Fedor Loukianov raconte sa discussion avec la collaboratrice du président allemand de la commission de politique étrangère du Bundestag, discussion qui illustre parfaitement le naufrage de l’élite ouest européenne et sa déconnection d’avec les peuples qu’elle est pourtant censée représenter, mais surtout défendre. Celle-ci lui affirme qu’il y aurait «un gros problème ici, en Allemagne avec la propagande russe de Poutine qui sape tout » et qu’ils auraient reçu « beaucoup de courriels critiquant notre président pour ses politiques critiquant la Russie sur l’Ukraine, comme étant trop dures, et ainsi de suite. ».
Fedor Loukianov lui demande alors si elle considère les critiques envers la politique allemande en Europe de l’est comme « un produit de la propagande de Poutine ». Celle-ci lui répond: « Oui, bien sûr ». M. Loukianov la laissa vraisemblablement confuse en évoquant la possibilité vraisemblable que ces critiques soient celles d’authentiques citoyens allemands qui utilisent leurs droits fondamentaux au sein d’une société dite démocratique.
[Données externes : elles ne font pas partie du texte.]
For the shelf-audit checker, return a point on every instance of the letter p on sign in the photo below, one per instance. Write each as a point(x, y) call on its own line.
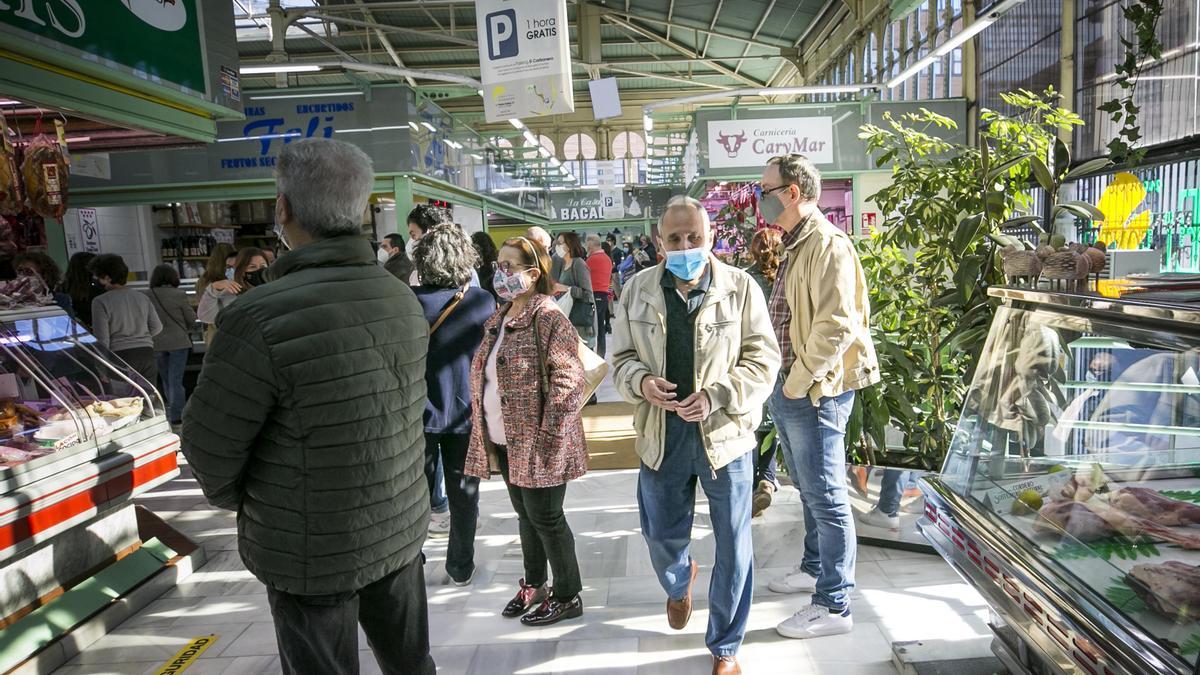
point(502, 36)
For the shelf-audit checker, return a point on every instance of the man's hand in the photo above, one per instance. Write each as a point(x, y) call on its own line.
point(659, 393)
point(695, 407)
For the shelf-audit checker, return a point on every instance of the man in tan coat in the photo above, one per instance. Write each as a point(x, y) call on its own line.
point(694, 351)
point(820, 312)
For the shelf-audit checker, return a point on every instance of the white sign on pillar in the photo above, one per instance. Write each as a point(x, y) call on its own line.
point(89, 230)
point(523, 58)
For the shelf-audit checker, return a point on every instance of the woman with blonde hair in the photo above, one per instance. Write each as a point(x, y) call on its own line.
point(533, 432)
point(765, 251)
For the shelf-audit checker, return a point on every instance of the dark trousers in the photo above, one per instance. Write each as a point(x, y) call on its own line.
point(545, 535)
point(317, 634)
point(601, 322)
point(462, 491)
point(171, 370)
point(143, 362)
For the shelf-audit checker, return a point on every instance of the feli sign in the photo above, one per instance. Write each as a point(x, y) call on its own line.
point(751, 142)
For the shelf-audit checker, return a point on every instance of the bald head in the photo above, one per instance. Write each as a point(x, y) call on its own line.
point(539, 236)
point(684, 225)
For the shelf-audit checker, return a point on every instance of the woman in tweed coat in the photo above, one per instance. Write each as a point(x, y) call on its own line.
point(527, 390)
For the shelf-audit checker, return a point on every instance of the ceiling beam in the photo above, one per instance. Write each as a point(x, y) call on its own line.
point(681, 48)
point(701, 27)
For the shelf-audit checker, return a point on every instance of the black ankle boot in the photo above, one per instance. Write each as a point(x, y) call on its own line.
point(552, 611)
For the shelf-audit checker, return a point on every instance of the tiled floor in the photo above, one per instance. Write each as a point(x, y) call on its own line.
point(901, 596)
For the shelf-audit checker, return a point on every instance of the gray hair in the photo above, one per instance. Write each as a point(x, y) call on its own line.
point(327, 183)
point(445, 257)
point(801, 172)
point(679, 203)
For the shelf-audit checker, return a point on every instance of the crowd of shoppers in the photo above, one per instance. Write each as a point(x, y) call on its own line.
point(329, 405)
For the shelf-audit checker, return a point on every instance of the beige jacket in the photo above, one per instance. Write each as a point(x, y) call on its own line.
point(737, 359)
point(831, 315)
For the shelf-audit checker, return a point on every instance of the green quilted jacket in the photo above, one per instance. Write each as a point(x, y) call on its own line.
point(307, 420)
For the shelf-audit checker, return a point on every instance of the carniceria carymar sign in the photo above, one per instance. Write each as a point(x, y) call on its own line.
point(523, 58)
point(751, 142)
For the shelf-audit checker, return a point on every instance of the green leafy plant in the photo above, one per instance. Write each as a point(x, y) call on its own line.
point(1122, 597)
point(1121, 548)
point(1140, 47)
point(931, 261)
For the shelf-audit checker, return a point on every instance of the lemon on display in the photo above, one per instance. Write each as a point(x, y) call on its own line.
point(1027, 502)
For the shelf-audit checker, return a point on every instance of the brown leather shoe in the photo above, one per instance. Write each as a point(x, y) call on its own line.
point(726, 665)
point(679, 611)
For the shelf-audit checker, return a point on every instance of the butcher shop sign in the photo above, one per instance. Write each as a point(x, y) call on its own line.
point(751, 142)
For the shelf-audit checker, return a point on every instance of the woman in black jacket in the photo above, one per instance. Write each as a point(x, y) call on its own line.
point(444, 258)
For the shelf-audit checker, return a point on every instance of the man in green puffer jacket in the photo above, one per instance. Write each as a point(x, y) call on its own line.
point(307, 420)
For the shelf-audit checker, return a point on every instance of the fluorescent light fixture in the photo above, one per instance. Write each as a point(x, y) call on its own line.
point(955, 41)
point(323, 94)
point(279, 67)
point(816, 89)
point(369, 129)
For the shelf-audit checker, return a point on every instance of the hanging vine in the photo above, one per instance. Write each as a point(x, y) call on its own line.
point(1141, 48)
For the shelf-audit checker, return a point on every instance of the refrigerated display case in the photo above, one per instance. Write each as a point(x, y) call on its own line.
point(81, 435)
point(1071, 496)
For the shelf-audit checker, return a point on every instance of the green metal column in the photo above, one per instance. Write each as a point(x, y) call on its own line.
point(402, 190)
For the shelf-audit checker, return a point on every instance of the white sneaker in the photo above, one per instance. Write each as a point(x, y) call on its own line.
point(795, 581)
point(815, 621)
point(439, 524)
point(875, 518)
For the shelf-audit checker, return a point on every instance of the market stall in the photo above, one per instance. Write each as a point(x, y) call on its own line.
point(81, 435)
point(1069, 497)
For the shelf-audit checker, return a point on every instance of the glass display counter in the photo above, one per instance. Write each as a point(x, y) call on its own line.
point(81, 434)
point(1071, 497)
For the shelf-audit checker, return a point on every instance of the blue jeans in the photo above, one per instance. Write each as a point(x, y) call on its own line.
point(667, 502)
point(814, 446)
point(171, 371)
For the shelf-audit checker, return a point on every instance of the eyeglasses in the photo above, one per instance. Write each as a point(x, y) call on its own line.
point(507, 267)
point(761, 192)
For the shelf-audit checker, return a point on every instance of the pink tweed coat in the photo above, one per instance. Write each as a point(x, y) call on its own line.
point(545, 441)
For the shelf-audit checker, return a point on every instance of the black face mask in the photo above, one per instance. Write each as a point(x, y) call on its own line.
point(256, 278)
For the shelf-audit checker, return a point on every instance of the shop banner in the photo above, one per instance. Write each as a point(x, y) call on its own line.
point(155, 40)
point(612, 203)
point(751, 142)
point(523, 58)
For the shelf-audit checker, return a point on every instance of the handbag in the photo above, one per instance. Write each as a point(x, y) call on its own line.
point(454, 303)
point(594, 366)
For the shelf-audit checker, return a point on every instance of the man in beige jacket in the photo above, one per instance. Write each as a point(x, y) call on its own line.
point(820, 312)
point(694, 351)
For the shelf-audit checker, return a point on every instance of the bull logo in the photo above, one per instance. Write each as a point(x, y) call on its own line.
point(731, 143)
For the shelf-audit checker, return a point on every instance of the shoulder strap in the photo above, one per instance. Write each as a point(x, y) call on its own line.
point(544, 376)
point(445, 312)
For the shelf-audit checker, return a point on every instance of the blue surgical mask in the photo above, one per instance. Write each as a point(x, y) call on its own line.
point(687, 264)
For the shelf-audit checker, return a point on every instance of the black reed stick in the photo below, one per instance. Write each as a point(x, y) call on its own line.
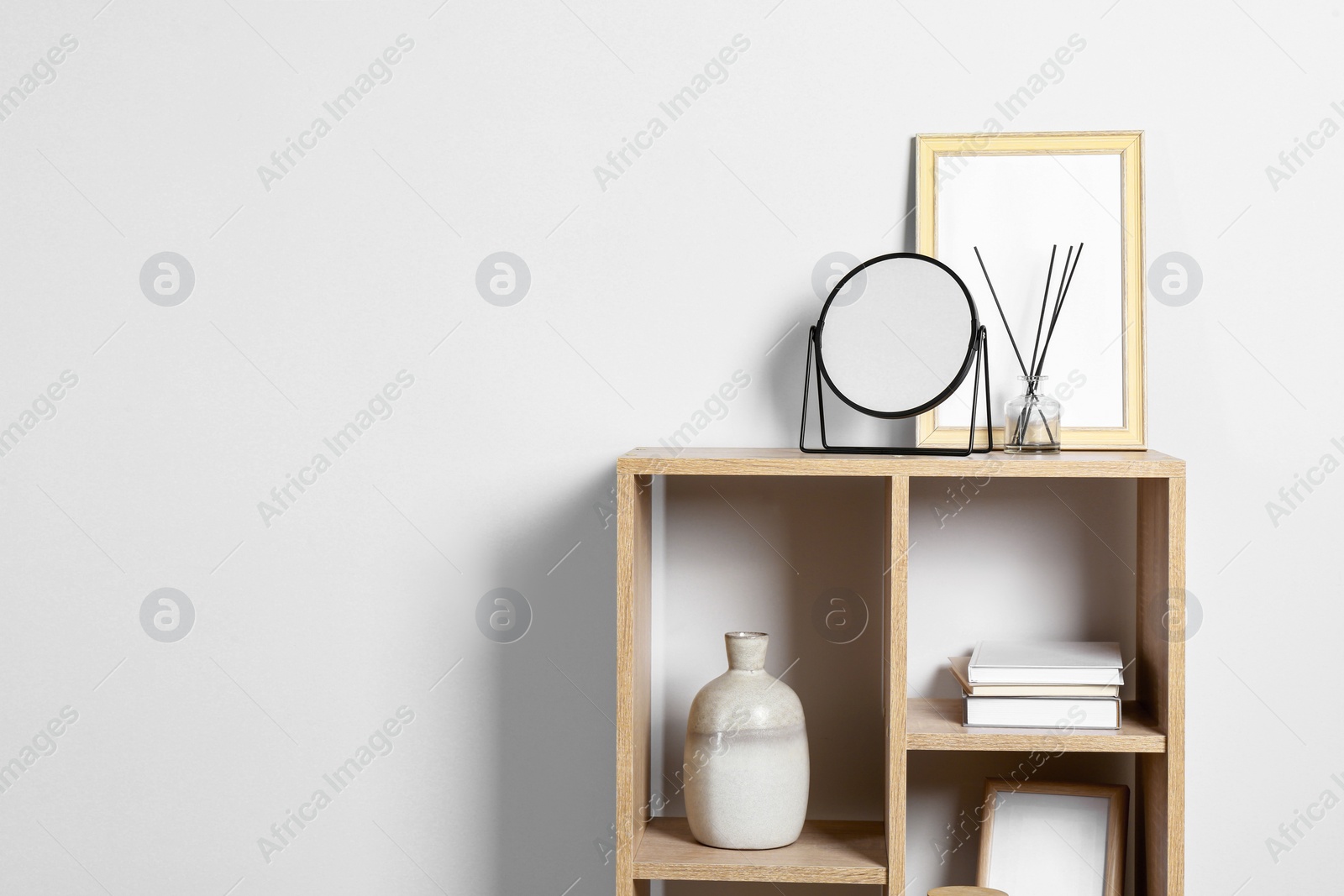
point(1054, 312)
point(1041, 322)
point(1059, 305)
point(1001, 316)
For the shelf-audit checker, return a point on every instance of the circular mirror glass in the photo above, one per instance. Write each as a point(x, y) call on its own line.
point(897, 335)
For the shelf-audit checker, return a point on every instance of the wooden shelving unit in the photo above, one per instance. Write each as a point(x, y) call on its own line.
point(859, 852)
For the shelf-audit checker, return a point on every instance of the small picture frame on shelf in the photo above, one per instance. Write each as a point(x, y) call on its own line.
point(1054, 839)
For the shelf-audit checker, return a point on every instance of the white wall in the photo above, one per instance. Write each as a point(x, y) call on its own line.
point(496, 463)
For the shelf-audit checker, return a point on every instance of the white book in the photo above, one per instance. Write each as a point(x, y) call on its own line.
point(1068, 663)
point(1062, 714)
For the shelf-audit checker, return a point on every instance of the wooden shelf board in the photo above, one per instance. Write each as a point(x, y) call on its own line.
point(647, 461)
point(936, 725)
point(828, 852)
Cette affaire arrive juste après le scandale qui a frappé une chaîne de télévision allemande ayant diffusé une émission réalisée par la chaîne russe RT. La chaîne a fait l’objet d’une procédure des instances de régulation à l’initiative de parlementaires locaux, persuadés que l’émission diffusée ne présentait que « le point de vue russe », « ne contribuait pas à former un tableau objectif » tandis que selon certains députés de gauche, « la chaîne RT serait trop proche du gouvernement ».
La liberté d’expression s’applique-t-elle à tous, sauf aux médias russes?
Cette volonté de censure est à mettre en lien avec les appels de pontes du journalisme en occident ayant appelé à rejeter et exclure « ces gens » (qui travaillent pour RT, ndlr) du monde du journalisme. Pourtant, d’un point de vue plus global, l’existence d’une hypothétique propagande russe qui inonderait le monde médiatique occidental est le dernier né des grands mythes frappant la Russie à l’étranger.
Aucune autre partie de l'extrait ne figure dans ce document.